Use of Estimates – The preparation of consolidated financial statements in conformity with accounting principles generally accepted in the United States of America requires management to make estimates and assumptions that affect the reported amounts of assets and liabilities, and disclosure of contingent assets and liabilities, at the dates of these financial statements, and the reported amounts of revenues and expenses during the reporting periods. Actual results could differ from those estimates.

 

Risks and Uncertainties – The Company is dependent on continued financing from investors and obtaining new research grants to sustain the development and other activities necessary to commercialize new products. Management is seeking additional financing in order to fund its future activities. There is no assurance, however, that such financing will be available, if and when needed, or if available, that such financing will be completed on commercially favorable terms, or that such development and other activities in connection with its planned products will be successful.

 

Accounting For Warrants Issued With Convertible Debentures The Company accounts for the value of warrants and the intrinsic value of beneficial conversion rights arising from the issuance of convertible debentures with non-detachable conversion rights that are in-the-money at the commitment date by allocating an appropriate portion of the proceeds received from the debt instruments to the warrants or any other detachable instruments included in the exchange.
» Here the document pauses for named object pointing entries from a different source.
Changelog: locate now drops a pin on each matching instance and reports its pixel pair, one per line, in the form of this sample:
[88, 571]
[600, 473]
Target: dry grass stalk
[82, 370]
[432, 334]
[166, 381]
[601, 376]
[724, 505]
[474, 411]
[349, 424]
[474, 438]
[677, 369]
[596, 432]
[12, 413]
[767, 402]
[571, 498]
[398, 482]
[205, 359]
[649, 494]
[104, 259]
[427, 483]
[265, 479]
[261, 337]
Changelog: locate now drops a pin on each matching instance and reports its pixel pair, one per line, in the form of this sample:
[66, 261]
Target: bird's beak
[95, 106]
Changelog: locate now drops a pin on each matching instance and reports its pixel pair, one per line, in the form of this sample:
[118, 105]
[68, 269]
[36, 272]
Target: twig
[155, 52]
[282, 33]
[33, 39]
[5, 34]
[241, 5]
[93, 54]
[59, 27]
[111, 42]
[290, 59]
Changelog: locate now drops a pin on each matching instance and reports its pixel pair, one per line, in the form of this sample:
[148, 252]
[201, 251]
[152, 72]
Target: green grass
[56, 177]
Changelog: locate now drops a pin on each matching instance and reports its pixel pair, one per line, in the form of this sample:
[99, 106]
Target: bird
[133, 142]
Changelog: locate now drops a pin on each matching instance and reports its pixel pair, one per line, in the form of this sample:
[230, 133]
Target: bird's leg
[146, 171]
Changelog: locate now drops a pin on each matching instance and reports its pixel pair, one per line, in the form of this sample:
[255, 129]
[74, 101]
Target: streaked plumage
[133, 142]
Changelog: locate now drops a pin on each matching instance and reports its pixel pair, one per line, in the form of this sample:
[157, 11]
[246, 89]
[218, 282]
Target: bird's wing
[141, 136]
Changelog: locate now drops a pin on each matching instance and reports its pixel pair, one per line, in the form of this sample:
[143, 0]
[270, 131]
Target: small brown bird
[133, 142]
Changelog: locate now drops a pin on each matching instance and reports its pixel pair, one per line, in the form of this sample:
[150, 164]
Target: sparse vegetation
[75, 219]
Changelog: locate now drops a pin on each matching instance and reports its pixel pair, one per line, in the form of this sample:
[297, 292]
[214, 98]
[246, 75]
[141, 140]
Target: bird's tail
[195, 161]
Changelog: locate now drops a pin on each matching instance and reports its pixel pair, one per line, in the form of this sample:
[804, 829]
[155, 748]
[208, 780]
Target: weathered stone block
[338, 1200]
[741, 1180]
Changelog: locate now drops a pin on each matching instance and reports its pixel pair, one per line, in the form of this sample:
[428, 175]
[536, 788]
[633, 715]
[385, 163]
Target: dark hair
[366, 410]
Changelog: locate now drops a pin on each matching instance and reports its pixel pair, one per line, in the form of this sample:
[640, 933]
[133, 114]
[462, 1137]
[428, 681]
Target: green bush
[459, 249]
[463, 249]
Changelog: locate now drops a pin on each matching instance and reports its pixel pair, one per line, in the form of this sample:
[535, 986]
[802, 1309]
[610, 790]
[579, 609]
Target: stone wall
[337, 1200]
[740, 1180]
The proceeds allocated to the warrants or any other detachable instruments are recorded as a discount to the debt. The intrinsic value of the beneficial conversion rights at the commitment date is recorded as additional paid-in capital and as additional discount to the debt as of that date. The discount has been amortized and charged to interest expense over the original term of the debt instrument.

 

Derivative Liability The Company accounts for the conversion feature of its Series B preferred stock as a derivative liability. The fair value of the conversion feature is estimated using the Black-Scholes option-pricing model.

 

Recently Enacted Accounting Standards – In July 2012, the Financial Accounting Standards Board issued updated guidance on the periodic testing of indefinite-lived intangible assets, other than goodwill, for impairment. This updated guidance will allow companies the option to first assess qualitative factors to determine if it is more-likely-than-not that an indefinite-lived intangible asset might be impaired and whether it is necessary to perform the quantitative impairment test required under current accounting standards. This guidance is applicable for reporting periods beginning after September 15, 2012, with early adoption permitted, and is applicable to the Company’s fiscal year beginning December 1, 2012. The Company currently does not have any indefinite-life intangible assets other than goodwill and does not expect the adoption of this guidance will have a material effect on its consolidated financial statements.

 

Reclassifications - Certain amounts of operating expenses from the 2011 consolidated statement of operations have been reclassified in the current presentation to conform to the 2012 presentation of operating expenses. These reclassifications had no effect on the total amount of operations expenses, on the amount of net loss, or on the basic and diluted loss per common share for the year ended November 30, 2011.